Niyi Okuboyejo is the latest Nigerian fashion designer pushing the design frontiers forward with an African twist. Featured in GQ.com, Niyi Okuboyejo created his brand – Post-Imperial to give people an insight into the ancient art of Adire. He is not only using it as a way for people to admire the African pieces he creates but also for them to buy and wear them.

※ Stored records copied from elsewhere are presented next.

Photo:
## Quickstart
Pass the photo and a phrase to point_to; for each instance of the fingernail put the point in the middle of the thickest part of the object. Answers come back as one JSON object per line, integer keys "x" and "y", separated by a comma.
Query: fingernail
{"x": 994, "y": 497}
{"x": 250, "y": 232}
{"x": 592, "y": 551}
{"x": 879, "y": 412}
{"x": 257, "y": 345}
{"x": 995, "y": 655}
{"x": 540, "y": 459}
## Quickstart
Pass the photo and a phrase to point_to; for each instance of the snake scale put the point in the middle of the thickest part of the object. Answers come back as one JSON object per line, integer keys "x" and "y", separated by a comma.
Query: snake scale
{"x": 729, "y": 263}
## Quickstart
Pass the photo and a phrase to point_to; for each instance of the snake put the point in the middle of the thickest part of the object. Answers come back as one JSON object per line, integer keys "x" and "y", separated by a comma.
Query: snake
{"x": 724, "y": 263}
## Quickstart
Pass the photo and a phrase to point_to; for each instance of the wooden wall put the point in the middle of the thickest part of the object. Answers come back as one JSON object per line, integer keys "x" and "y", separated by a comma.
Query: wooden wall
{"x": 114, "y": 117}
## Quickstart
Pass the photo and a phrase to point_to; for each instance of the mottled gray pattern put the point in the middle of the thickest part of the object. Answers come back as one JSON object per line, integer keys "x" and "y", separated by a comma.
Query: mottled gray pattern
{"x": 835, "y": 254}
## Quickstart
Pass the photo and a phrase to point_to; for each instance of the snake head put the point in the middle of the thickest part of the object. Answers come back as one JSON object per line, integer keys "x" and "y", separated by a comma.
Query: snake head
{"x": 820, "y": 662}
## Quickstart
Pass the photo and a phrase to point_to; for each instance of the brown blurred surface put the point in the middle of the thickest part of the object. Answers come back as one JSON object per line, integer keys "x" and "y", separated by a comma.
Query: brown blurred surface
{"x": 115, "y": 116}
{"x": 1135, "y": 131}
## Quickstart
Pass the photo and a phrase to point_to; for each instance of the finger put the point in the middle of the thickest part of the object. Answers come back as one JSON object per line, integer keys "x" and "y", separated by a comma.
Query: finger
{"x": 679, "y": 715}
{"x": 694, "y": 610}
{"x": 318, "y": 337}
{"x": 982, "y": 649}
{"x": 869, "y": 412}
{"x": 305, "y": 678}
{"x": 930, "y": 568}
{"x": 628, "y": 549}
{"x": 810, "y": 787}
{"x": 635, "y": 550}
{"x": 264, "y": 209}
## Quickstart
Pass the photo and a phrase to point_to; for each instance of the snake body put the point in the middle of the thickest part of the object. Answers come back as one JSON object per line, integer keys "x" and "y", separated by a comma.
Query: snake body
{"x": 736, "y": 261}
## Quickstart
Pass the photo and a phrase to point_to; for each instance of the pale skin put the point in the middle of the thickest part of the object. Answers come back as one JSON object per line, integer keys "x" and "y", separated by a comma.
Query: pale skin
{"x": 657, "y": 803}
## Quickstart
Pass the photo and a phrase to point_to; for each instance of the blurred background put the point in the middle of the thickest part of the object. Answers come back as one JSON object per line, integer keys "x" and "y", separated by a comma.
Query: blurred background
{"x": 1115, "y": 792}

Niyi talks to the men-focused magazine on how he left Nigeria when he was 14 and started a new life in the United States. As he left, his mother told him how accepting and nice it was in the States, however, the teenager met another reality Schooling in Houston, Texas “I learned very fast that being African was not cool.“
He continued, “I ended up wearing a lot of masks, pretending to be someone I’m not, and becoming friends with some very not-reputable people.” “But I would lie to my friends and say that I was cutting class to smoke and sell drugs, but I was really going to honors classes.“
After pursing other passions, he went back to fashion to create a fashion brand that heralds his Nigerian roots which has certainly made him popular today. Speaking to GQ about his brand and how he came about the brand name, he tells GQ writer, Jason Woolf – “It’s called Post-Imperial because it’s about the time after old regimes, and creating for today“. “It’s cool to look at old photos and fantasize, but we should be creating our own images. Twenty years from now, people should look at our time and fantasize about it.“
He uses the Adire dying technique to achieve the unique designs and reached out to “Adire masters” to help achieve his vision. But, “Each time I’m with them, the process takes about three hours, and most of that is spent convincing them that my ideas work. These guys have been doing this for years, so I have to convince them to try it.“
“Anyone can make something avant-garde, and people will look at it and think, ‘Oh that’s interesting,’ but they won’t wear it. I want to make products that people like because they like the way it looks. Once they pick it up, they can start learning about the story.“
His collection of accessories include a vast array of ties, scarves, pocket squares, and more men’s fashionable items. All African-inspired. We can’t wait to see more from Niyi Okuboyejo’s Post-Imperial in the future.